Psychometric validation of the Hospital Anxiety and Depression Scale (HADS) in community-dwelling older adults

According to the European Commission’s Green paper on mental health [53], depression is one of the most prevalent mental health problems facing European citizens today. The incidence of depression with increasing age is stated [15]; simultaneously the number of adults over 70 years is globally expected to increase in the coming decades [54]. Hence, access to a valid and reliable scale assessing anxiety and depression among older community-dwelling adults is highly warranted. Therefore, the present study aimed to evaluate the psychometric properties of HADS among community-dwelling older Norwegians ≥ 70 years. In doing this, we tested five hypotheses. The present sample included 1190 older adults, with a mean age of 76.5 years. To the authors’ knowledge, no previous studies have examined the psychometric properties of HADS in a Norwegian population among community-dwelling older adults using CFA.

The CFA approach eliminates the need to summate scales because the SEM programs such as STATA compute latent construct scores for each respondent. This process allows relationships in the model tested to be automatically corrected for error variance, a fundamental strength of CFA in construct validation. Thus, the resulting estimates are adjusted for measurement error [36, 47]. In this study, the original HADS (Model-1) version showed only partly a good fit. In particular, the chi-square demonstrated extremely high values, indicating misspecification. However, utilizing the chi-square as a model fit index relates to some limitations. As already stated, chi-square is sensitive to sample size: a misfit may be trivial, but with larger samples, the p-value decreases, followed by higher estimates [52]. This means that in practice, the chi-square test is “not always the final word in assessing fit” [55]. The present sample size is large (N = 1190), revealing extraordinarily high estimates for the chi-square. When splitting the file into two parts, giving a sample size N = 595, the chi-square improved substantially, and the RMSEA was still acceptable. Hence, reflecting on the chi-square statistic in light of the large sample size, a wide variety of other indices were included to assess model adequacy. The SEM literature states that, as a minimum, RMSEA, CFI, and SRMR should be reported in combination with chi-square [48]. Using multiple fit indices provides a more holistic view of goodness of fit, accounting for sample size, model complexity, and other considerations relevant to the study.

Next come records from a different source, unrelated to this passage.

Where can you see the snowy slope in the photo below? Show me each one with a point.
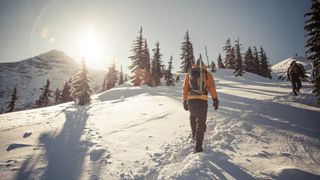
(260, 131)
(31, 74)
(279, 70)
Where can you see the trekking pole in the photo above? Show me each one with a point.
(200, 73)
(207, 56)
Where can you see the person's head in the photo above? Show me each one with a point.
(293, 63)
(198, 64)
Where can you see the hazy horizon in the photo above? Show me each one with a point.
(103, 30)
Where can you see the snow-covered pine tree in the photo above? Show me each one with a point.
(238, 67)
(44, 98)
(111, 77)
(169, 75)
(213, 66)
(57, 96)
(121, 80)
(264, 66)
(220, 63)
(187, 55)
(147, 65)
(156, 69)
(66, 92)
(249, 61)
(229, 61)
(312, 25)
(256, 61)
(137, 59)
(12, 102)
(80, 89)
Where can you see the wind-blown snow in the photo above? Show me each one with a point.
(260, 131)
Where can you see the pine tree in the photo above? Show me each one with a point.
(121, 81)
(229, 61)
(57, 96)
(264, 66)
(312, 25)
(238, 67)
(66, 92)
(249, 61)
(138, 60)
(187, 55)
(156, 70)
(44, 98)
(111, 78)
(147, 65)
(169, 75)
(220, 63)
(256, 61)
(80, 85)
(12, 103)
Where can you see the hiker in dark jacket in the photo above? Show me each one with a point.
(195, 99)
(295, 74)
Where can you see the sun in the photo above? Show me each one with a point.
(91, 47)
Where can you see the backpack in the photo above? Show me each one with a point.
(194, 82)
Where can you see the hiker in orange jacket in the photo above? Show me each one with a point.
(195, 99)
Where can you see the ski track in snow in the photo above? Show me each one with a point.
(260, 131)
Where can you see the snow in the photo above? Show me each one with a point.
(30, 75)
(260, 131)
(279, 70)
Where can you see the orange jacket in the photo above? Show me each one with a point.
(210, 85)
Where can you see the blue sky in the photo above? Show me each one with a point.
(103, 29)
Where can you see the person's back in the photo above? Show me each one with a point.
(197, 83)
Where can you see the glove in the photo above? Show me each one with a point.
(185, 105)
(215, 103)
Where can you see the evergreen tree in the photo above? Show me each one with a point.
(265, 70)
(312, 25)
(169, 75)
(238, 67)
(44, 98)
(138, 60)
(147, 65)
(121, 80)
(220, 63)
(57, 96)
(12, 103)
(249, 61)
(111, 78)
(229, 61)
(80, 86)
(66, 92)
(156, 70)
(187, 55)
(213, 66)
(256, 61)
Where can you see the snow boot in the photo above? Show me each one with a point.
(199, 141)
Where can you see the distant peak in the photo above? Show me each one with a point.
(55, 56)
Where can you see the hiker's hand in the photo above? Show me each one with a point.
(215, 103)
(185, 105)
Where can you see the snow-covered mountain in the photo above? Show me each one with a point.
(279, 70)
(31, 74)
(260, 131)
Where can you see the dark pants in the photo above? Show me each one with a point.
(198, 115)
(296, 85)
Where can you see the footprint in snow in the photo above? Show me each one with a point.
(26, 134)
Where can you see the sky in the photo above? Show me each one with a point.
(104, 30)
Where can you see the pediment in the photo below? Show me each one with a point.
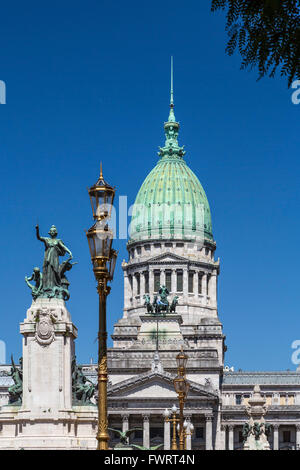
(156, 385)
(168, 257)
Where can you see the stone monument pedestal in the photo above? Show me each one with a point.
(46, 418)
(166, 327)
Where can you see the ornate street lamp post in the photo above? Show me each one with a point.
(181, 386)
(103, 258)
(173, 420)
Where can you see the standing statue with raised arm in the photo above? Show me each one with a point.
(54, 282)
(15, 391)
(37, 277)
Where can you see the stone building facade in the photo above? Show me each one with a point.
(171, 244)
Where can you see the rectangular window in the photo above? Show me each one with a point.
(191, 282)
(200, 283)
(282, 400)
(246, 398)
(179, 281)
(238, 399)
(168, 281)
(138, 434)
(146, 283)
(156, 281)
(156, 432)
(207, 284)
(291, 400)
(268, 399)
(199, 433)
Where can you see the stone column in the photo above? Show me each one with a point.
(185, 283)
(276, 437)
(188, 437)
(231, 438)
(173, 281)
(208, 433)
(297, 436)
(213, 289)
(195, 286)
(127, 291)
(125, 423)
(204, 284)
(134, 287)
(146, 431)
(163, 277)
(142, 284)
(151, 281)
(167, 435)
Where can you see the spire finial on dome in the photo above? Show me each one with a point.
(171, 114)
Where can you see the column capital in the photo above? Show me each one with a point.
(208, 417)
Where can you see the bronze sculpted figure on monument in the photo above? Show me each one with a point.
(37, 277)
(16, 390)
(160, 303)
(82, 388)
(53, 281)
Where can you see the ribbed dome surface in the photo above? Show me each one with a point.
(171, 202)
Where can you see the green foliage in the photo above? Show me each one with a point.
(266, 33)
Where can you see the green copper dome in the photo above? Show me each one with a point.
(171, 203)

Conversely, the RMSEA estimate has demonstrated lower values with large sample sizes [56, 57]. For an acceptable fit, RMSEA should be ≤ 0.080 [36, 47, 48] or ≤ 0.10 [43], while estimates ≤ 0.050 suggest a good fit. Looking at Model-1, the RMSEA along with SRMR were acceptable and almost good (0.059, 0.052, respectively), while the CFI and TLI were too low. Concerning CFI and TLI, including a cross-loading item (6D) along with a correlated error term between the items 2D and 12D improved these fit indices as well as the total model fit. Consequently, low reliability and content validity seemed to cause low values for CFI and TLI.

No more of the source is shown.